Yazoo (Yaz) chronology
| You and Me Both (1983) | Only Yazoo (1999) | In Your Room (2008) |

= Only Yazoo =

1999 album by English duo Yazoo

Only Yazoo is a greatest hits album released by English synth-pop duo Yazoo in 1999. At the point of its release, the band had been broken up for over 15 years.

The collection includes the best bits of their two studio albums – Upstairs at Eric's and You and Me Both as well as non-album tracks like "State Farm". The album also included a number of new remixes that were featured on re-issued singles.

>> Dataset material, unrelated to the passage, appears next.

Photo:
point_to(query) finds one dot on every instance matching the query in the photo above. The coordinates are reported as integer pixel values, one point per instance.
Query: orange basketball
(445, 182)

The album's title is a play on their biggest single, "Only You". In the US and Canada, however, where the band were known as Yaz, the album was called The Best Of, and was released by Reprise Records, like Sire, also owned by Warner Music Group.

Professional ratings
Review scores
| Source | Rating |
| AllMusic | Star |
| Rolling Stone | Star |

==Track listing==
===CD: Mute / CD MUTEL 6 (UK)===
1. "Only You" – 3:12
2. "Ode to Boy" – 3:38
3. "Nobody's Diary" – 4:31
4. "Midnight" – 4:20
5. "Goodbye 70's" – 2:33
6. "Anyone" – 3:25
7. "Don't Go" – 3:06
8. "Mr Blue" – 3:26
9. "Tuesday" – 3:19
10. "Winter Kills" – 4:03
11. "State Farm" – 3:35
12. "Situation" (US 12" mix) – 5:46
13. "Don't Go" (Todd Terry Freeze mix) – 6:12
14. "Situation" (Club 69 Future Funk mix) – 8:48
15. "Only You" (1999 version) – 2:53

==Weekly charts==

| Chart (1999) | Peak Position |
|---|---|
| Scottish Albums (OCC) | 37 |
| Swedish Albums (Sverigetopplistan) | 28 |
| UK Albums (OCC) | 22 |
| UK Independent Albums (OCC) | 5 |

==Sales and certifications==

| Region | Certification | Certified units/sales |
| United Kingdom (BPI) | Silver | 60,000^{^} |
^{^} Shipments figures based on certification alone.